In Chapter 7 we demonstrated the shape-memory effects in hydrogels formed by permanently crosslinked TR4T molecules. The programmed shape of these hydrogels was achieved by chemical crosslinking of lysine residues present in the random coil. The chemical network could be stretched up to 200 % and “pinned” in a temporary shape by lowering the temperature and allowing the collagen-like end blocks to assemble into the physical nodes. The deformed shape of hydrogel can be maintained, at room temperature, for several days, or relaxed within few minutes upon heating to 50 ºC or higher. The presented hydrogels could return to their programmed shape even after several thermo-mechanical cycles, hence indicating that they remember the programmed shape. We have studied in more detail the shape recovery process by describing our hydrogels by a mechanical model composed of two springs and a dashpot. With the help of this model we showed that above the melting temperature of the triple helices, the recovery is exponential and that the decay time is roughly ten times slower than the relaxation of the physical network.
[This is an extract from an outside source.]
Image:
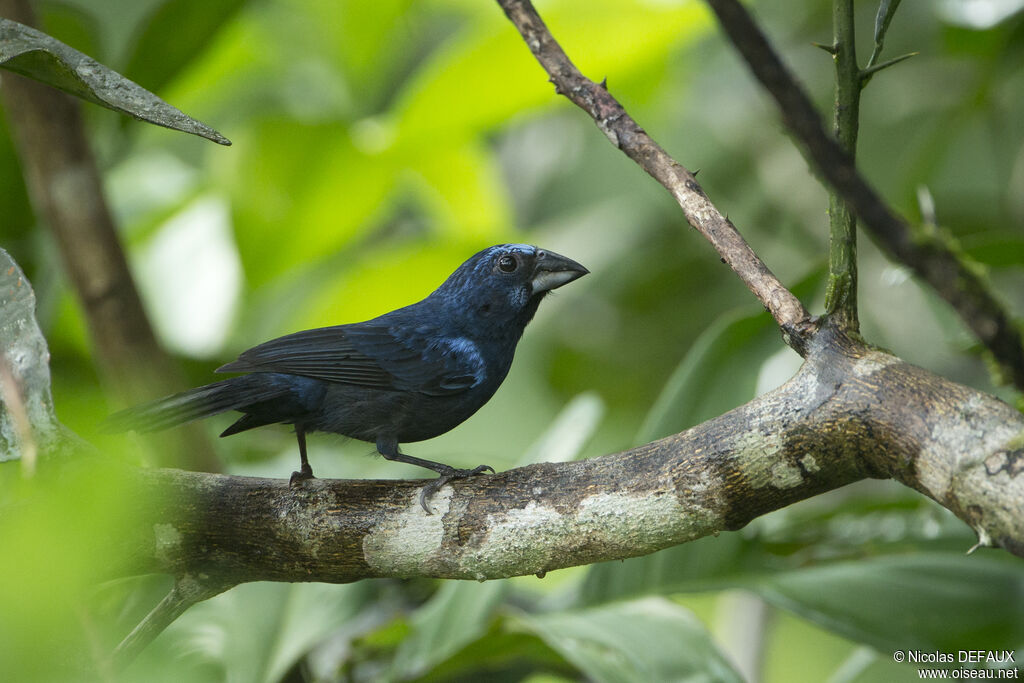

1.Biomedical applications - perspectives and considerations
The class of collagen-inspired self-assembling materials, which we present in this thesis are nice model systems for a systematic study of physical networks, but they also have a lot of potential for biomedical applications. In this section we discuss the possibilities for these self- assembling hydrogels in biomedicine.
Drug delivery systems
One of the major goals of modern medicine is to ensure that the required amount of an active substance is available at the desired time at the desired location in the body. Consequently, a lot of effort is put into designing delivery systems with precisely adapted release profiles, sensitive to external stimuli such as temperature or pH. A frequently used group of materials in this field are hydrogels, both chemically and physically crosslinked. In the case of covalently crosslinked networks the release of the drug is mostly via diffusion of the drug out of the gel particle after it swells. The rate of drug release is governed by the resistance of the network to volume increase . Although permanent networks are widely used as drug carriers they have some disadvantages such as incomplete release of active substances and poor biodegradability in the body. The problem can be partially solved by introducing enzymatic cleavage or hydrolysis sites into the main chain, but still the hydrogel erosion cannot be precisely controlled and complete material degradation can not be guaranteed.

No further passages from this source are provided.